Die Standardkarte enthält kein Fischgericht, nicht einmal Austern, obwohl es, für Stammgäste ersichtlich, doch welche gab. Die Enten-Foie-gras, die mit Brioche und einem Pflaumenkompott standesgemäß aufbereitet war, blieb in Sachen Konsistenz und Aroma nur mittelmäßig und vermittelte nicht den Eindruck eigener Herstellung (19,90). Wenig zu sagen ist auch über die confierte Entenkeule, die mit mildem Sauerkraut und einer mit Jus angereicherten Steinpilzsoße kam und okay war, ohne Funken zu schlagen – ein Sattmacher (22,90).

Fünf Gänge

Auf der Tageskarte stand ein Menü mit maximal fünf Gängen (39/64 Euro), das mit einem Risotto startete. Das war gut gekocht und von einer plausiblen Langustinen-Bisque begleitet; den marinierten Saibling dazu hatte die Küche aber so verfremdet, dass wir ihn für Thunfisch hielten.

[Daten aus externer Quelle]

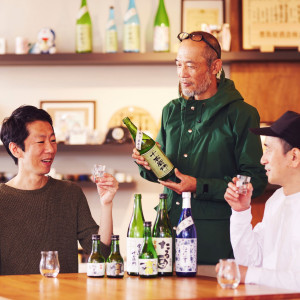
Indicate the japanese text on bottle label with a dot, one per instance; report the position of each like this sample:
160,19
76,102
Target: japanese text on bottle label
95,269
114,268
134,249
160,164
163,247
184,224
148,266
186,255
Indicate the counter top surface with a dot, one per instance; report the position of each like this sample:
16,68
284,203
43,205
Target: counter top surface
79,286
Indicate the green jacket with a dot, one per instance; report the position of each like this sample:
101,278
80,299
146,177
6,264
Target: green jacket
210,140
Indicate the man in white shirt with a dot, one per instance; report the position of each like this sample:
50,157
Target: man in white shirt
269,254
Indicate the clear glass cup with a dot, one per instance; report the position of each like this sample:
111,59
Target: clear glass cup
49,264
228,275
242,183
98,171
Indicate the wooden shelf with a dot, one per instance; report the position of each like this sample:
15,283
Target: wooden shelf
97,59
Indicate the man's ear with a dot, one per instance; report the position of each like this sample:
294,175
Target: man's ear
15,150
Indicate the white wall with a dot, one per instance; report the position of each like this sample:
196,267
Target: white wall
113,87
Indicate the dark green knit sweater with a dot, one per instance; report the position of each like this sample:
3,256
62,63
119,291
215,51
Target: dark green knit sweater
54,217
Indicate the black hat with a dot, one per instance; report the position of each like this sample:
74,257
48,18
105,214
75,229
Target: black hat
287,127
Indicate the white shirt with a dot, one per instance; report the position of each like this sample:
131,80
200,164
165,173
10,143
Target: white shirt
272,249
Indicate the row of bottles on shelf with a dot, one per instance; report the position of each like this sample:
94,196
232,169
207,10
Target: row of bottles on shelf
150,254
131,30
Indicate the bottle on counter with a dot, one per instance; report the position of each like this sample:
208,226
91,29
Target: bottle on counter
115,262
131,38
83,30
148,257
186,241
96,261
111,36
135,237
161,34
162,238
158,161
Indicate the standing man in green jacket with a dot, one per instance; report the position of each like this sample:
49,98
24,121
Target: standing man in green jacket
205,134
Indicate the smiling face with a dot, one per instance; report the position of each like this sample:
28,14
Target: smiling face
277,164
196,77
40,149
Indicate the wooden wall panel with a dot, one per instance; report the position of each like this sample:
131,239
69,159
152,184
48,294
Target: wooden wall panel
273,88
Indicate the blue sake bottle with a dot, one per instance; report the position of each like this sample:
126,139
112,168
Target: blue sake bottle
186,241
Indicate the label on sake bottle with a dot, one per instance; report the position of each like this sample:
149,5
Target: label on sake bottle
84,36
161,38
159,163
114,269
186,255
163,248
95,269
148,266
134,249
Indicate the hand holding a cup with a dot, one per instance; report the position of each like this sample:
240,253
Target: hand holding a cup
239,199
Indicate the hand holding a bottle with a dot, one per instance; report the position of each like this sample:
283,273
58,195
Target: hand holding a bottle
187,183
238,202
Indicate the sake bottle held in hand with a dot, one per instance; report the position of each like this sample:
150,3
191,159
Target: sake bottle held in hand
96,261
162,238
135,237
83,30
148,257
186,241
158,161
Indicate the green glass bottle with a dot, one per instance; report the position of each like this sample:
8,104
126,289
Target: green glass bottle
83,30
158,161
115,262
161,34
148,257
135,237
162,238
96,261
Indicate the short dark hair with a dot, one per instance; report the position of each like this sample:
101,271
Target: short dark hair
14,128
210,55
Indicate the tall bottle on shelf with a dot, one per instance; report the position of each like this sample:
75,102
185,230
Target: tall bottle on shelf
158,161
135,236
115,262
162,238
96,261
186,241
131,38
84,35
161,33
111,36
148,256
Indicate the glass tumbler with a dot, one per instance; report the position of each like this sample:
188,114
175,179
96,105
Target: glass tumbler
229,274
49,264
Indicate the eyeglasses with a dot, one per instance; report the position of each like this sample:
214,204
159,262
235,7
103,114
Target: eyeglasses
196,37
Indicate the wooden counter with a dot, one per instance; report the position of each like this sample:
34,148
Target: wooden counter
79,286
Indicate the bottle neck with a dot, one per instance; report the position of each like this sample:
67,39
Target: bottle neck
186,202
96,246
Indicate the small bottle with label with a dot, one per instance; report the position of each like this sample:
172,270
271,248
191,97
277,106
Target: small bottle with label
115,263
162,238
148,258
96,261
186,241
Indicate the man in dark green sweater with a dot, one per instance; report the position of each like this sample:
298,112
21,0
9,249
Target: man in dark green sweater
205,134
39,213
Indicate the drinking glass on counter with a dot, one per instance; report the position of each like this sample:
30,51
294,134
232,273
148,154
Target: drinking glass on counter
228,275
49,264
242,183
98,171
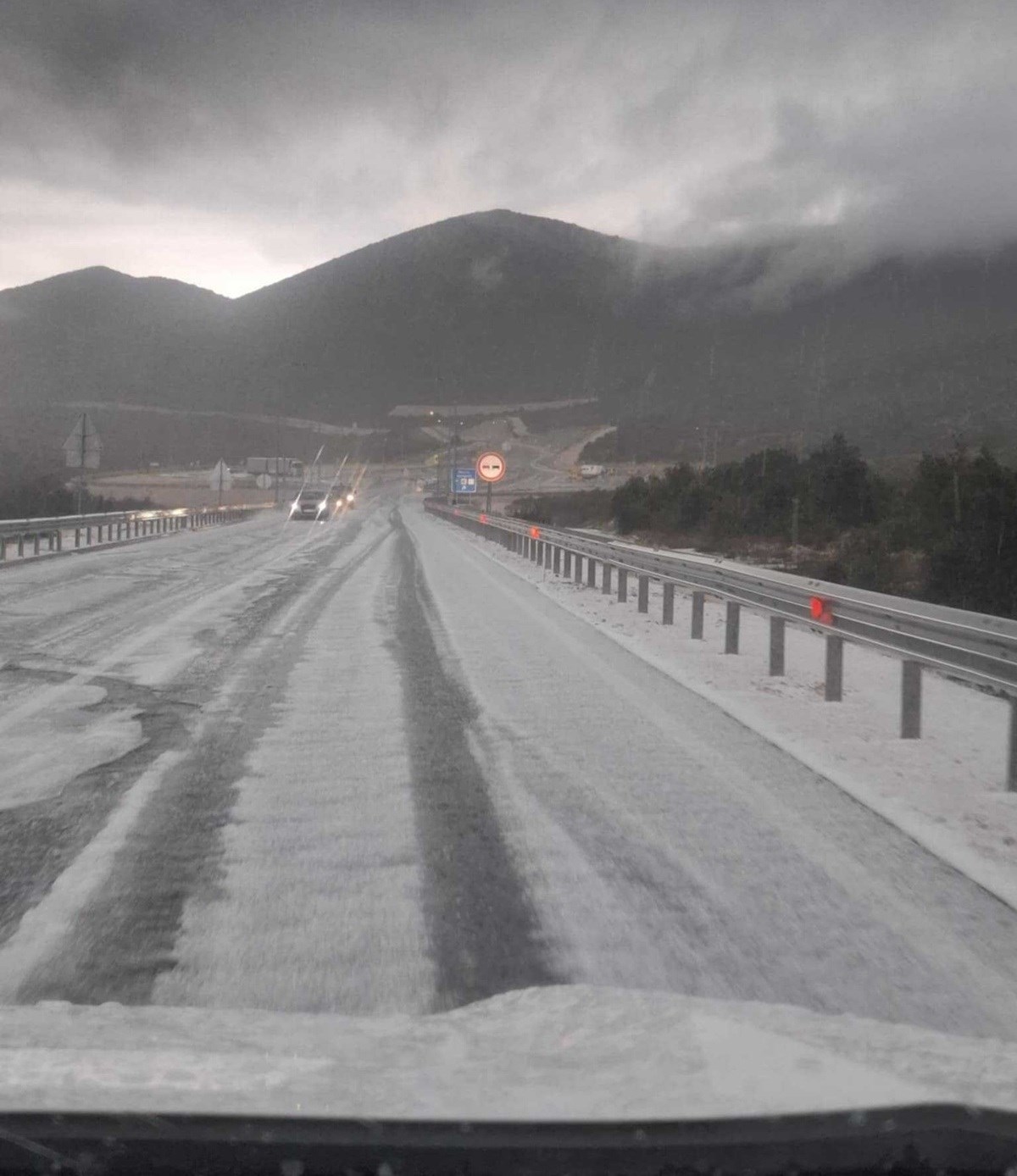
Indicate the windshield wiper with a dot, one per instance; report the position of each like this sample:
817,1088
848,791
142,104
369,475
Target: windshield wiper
919,1140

Vorher hatten wir wegen eines Missverständnisses das vegetarische Trüffelrisotto probiert, das von kräftiger, unverfälschter Trüffelsoße umgeben war, selbst aber extrem bitter schmeckte. Der äußerst zuvorkommende französische Oberkellner reparierte das elegant und erklärte den Bitterton damit, da sei ein falscher Wein zu stark eingekocht worden. Das klang plausibel und kann passieren, aber warum fällt es nicht beim Abschmecken auf?

Hübsch altmodisch

Ach, und dann gelang auch das Seezungenfilet „Colbert“ nicht richtig gut, das übergart und komplett ungewürzt aus dem Pochierbad kam, akzentuiert nur mit etwas Forellenkaviar, Petersilienpesto und einem luftigen, süßlichen Steckrübenpüree, aber ohne jede Spur von Butter oder einer anderen Sauce. Hübsch altmodisch das Omelette Norvegienne mit Pistazieneis und Schokobiskuit, das am Tisch mit Grand Marnier flambiert wurde, blass das Nougat-Eisparfait mit Kaki-Scheiben und Himbeercoulis (8,90).

Würde ich wiederkommen? Nur wegen der herzerfrischend kalkulierten Weinkarte, die endlich einmal eine gute Auswahl aus dem Elsass bietet: Moenchberg-Riesling von Gilg für nur 41 Euro. Zu wenig insgesamt.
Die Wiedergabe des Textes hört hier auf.